Invariance with respect to individual origins of utilities (IOU): aggregate choices must be blind to comparisons of absolute levels of utility (but not to differences of utilities.) For example, suppose we are happy to defer utility from generation 0 to 1 so that the stream (10, 8, 0, …) is preferred to (14, 4, 0, …), but at the same time the stream (14, 1004, 0, …) is deemed worse than the stream (10, 1008, 0, …). The reason would be that we are happy to defer utility from generation 0 to 1 when 1 is in bad shape, but not when 1 is doing great. This pair of comparisons violates IOU.

Invariance to stationary relabeling (ISTAT): this property can be better understood with an example. If the stream (0, 4, 4, 0, -1, …) is regarded as having the same value as the stream (1, 1, 1, 1, 1, …), then the stream (1, 0, 4, 4, 0, -1, …) must also be considered equivalent (notice that the third stream first gives the payoff in the constant stream and, then, follows the order of the payoffs in the first stream.) More than a fairness axiom, ISTAT is an axiom on the consistency of decisions.

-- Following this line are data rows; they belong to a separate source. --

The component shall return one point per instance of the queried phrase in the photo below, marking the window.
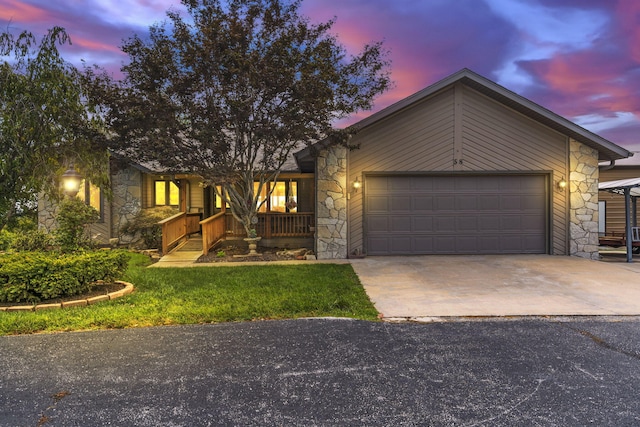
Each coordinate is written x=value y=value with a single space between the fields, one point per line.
x=283 y=198
x=602 y=218
x=91 y=195
x=167 y=193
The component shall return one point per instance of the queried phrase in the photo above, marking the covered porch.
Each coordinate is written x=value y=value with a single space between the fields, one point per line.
x=203 y=215
x=222 y=226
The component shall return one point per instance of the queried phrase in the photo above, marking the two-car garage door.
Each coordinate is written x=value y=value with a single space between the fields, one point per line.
x=458 y=214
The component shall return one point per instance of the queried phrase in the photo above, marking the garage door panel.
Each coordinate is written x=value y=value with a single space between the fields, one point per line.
x=422 y=244
x=466 y=224
x=400 y=203
x=445 y=225
x=400 y=224
x=422 y=224
x=445 y=203
x=377 y=204
x=467 y=203
x=378 y=224
x=511 y=203
x=423 y=203
x=456 y=214
x=401 y=244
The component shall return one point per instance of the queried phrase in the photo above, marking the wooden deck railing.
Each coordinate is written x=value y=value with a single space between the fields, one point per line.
x=275 y=224
x=177 y=227
x=221 y=225
x=213 y=230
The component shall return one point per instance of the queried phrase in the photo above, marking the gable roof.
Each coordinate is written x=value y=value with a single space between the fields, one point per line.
x=607 y=150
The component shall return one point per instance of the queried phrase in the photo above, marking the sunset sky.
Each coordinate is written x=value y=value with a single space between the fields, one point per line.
x=578 y=58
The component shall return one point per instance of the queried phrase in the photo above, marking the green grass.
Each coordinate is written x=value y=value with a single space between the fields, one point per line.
x=172 y=296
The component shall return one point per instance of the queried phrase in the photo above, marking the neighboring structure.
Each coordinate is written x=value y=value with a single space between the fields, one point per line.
x=464 y=166
x=612 y=210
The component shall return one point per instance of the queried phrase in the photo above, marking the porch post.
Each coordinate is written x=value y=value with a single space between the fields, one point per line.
x=627 y=212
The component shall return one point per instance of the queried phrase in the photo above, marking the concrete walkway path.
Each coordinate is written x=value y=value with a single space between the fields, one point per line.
x=495 y=285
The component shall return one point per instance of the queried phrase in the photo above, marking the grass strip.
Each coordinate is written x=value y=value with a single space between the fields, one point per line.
x=171 y=296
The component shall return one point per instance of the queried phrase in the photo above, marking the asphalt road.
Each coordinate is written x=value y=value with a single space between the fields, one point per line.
x=328 y=372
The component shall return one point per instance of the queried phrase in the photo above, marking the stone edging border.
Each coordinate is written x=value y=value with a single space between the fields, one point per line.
x=128 y=288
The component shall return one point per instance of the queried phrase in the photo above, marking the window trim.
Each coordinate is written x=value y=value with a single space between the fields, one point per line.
x=86 y=196
x=167 y=190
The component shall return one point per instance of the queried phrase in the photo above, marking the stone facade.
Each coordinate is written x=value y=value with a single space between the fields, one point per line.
x=126 y=185
x=331 y=222
x=583 y=186
x=47 y=212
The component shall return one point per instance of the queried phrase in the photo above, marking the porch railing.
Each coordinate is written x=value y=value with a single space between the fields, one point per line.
x=213 y=230
x=177 y=227
x=275 y=224
x=222 y=225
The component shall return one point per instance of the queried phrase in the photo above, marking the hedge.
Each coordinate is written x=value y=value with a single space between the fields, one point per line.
x=36 y=276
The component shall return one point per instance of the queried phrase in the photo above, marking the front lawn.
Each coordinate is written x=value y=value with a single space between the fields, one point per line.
x=171 y=296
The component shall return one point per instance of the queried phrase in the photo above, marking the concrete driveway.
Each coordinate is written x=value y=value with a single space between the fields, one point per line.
x=499 y=285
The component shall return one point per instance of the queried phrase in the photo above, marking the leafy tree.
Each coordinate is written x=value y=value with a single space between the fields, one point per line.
x=229 y=92
x=45 y=122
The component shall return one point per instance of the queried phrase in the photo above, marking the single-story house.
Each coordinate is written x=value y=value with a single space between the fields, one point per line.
x=464 y=166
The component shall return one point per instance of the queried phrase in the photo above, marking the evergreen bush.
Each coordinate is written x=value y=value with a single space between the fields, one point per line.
x=36 y=276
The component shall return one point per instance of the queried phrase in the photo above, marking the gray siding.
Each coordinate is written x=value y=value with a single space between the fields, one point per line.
x=455 y=131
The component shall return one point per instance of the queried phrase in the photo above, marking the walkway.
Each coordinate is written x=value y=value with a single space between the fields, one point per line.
x=185 y=253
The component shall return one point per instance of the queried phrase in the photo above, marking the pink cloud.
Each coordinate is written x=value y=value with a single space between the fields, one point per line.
x=14 y=10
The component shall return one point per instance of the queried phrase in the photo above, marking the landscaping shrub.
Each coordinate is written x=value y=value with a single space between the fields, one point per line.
x=145 y=225
x=32 y=240
x=36 y=276
x=72 y=218
x=6 y=239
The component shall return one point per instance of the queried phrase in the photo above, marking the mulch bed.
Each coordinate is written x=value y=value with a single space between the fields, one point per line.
x=232 y=253
x=97 y=290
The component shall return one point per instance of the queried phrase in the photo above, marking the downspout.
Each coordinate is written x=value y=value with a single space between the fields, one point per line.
x=608 y=167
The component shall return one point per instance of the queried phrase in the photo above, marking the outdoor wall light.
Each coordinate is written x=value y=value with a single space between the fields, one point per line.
x=71 y=181
x=562 y=184
x=357 y=185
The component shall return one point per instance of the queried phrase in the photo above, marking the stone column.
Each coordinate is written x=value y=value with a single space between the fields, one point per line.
x=331 y=230
x=583 y=186
x=126 y=184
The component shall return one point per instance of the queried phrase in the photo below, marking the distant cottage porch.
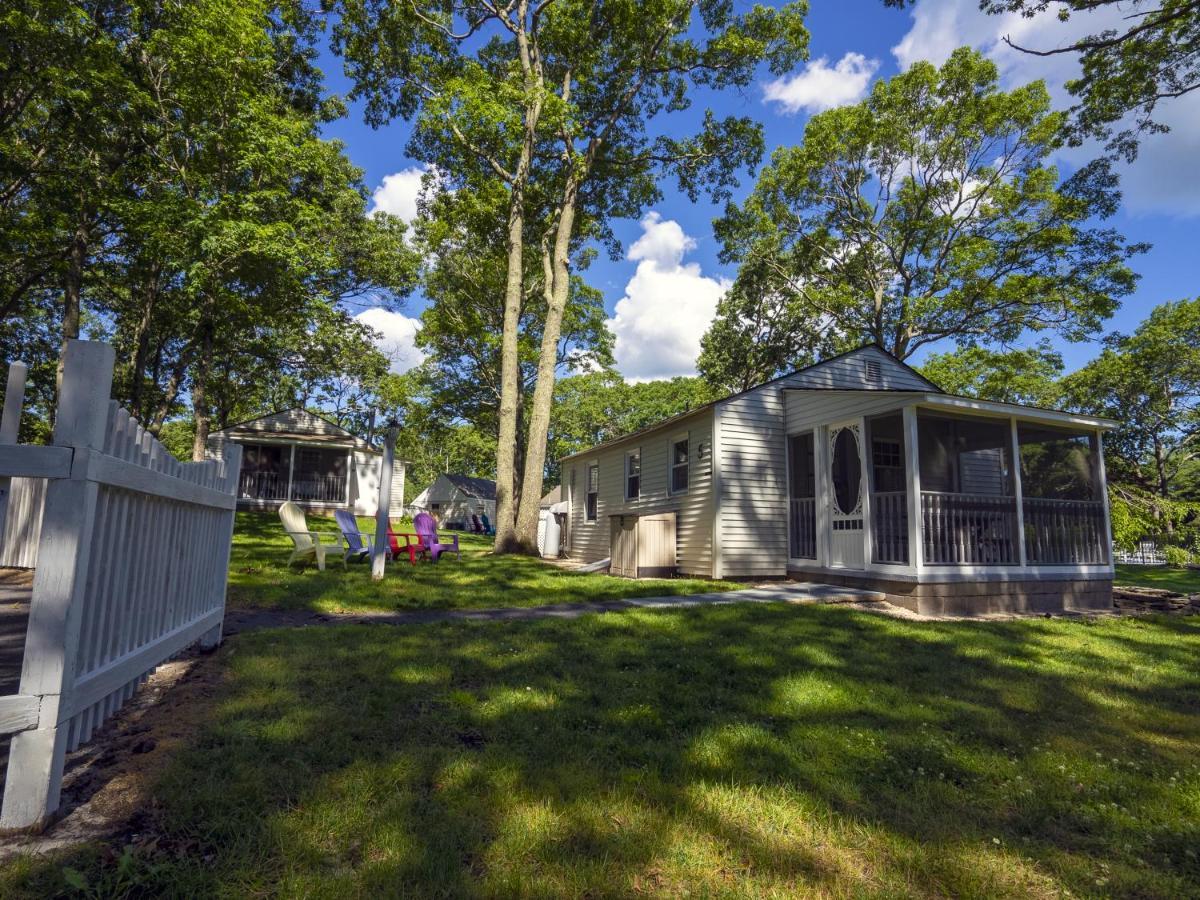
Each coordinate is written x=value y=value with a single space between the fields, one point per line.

In addition, the authors also consider two technical properties: continuity (CONT), that requires that very similar streams be evaluated also similarly, and compensation (COMP), by which there is never a generation beyond which we cease to care about the future.

The authors prove three theorems:

1. A multi-utilitarian criterion emerges essentially from D-MON, COC, and CVX (and the technical CONT requirement). Think of multi-utilitarianism as a situation where a decision maker is unsure of the weight to place on each of the different experts. Given a particular weight, her choices are utilitarian, but she evaluates weights in a maxmin fashion.
1. If we add IOU, aggregate choices must be utilitarian.
1. If, instead of IOU, we impose ISTAT (and the technical COMP requirement), we obtain the maxmin criterion. This is, of course, especially interesting if one finds IOU unpalatable.

The choice between utilitarianism and maxmin amounts to choosing between degrees of fairness. Utilitarianism relies on ruling out certain intergenerational comparisons of utility (IOU), comparisons that lie behind fairness considerations. In contrast, maxmin allows for such comparisons, and relies on a stronger notion of intergenerational fairness (ISTAT). The axioms express basic criteria for how the welfare of different generations are to be compared, and for a degree of intergenerational fairness. Our government actor can decide on which combination of axioms she agrees with, and thus decide on a rule for aggregating experts’ recommendations.

References

1. Chambers, C.P., and Echenique, F. 2018. On multiple discount rates. Econometrica 86: 4, 1325–1346.
2. Weitzman, M.L. 2001. Gamma Discounting. American Economic Review 91:1, 260–271.
3. Sen, A.K. 1970. Collective Choice and Social Welfare. San Francisco, CA: Holden-Day.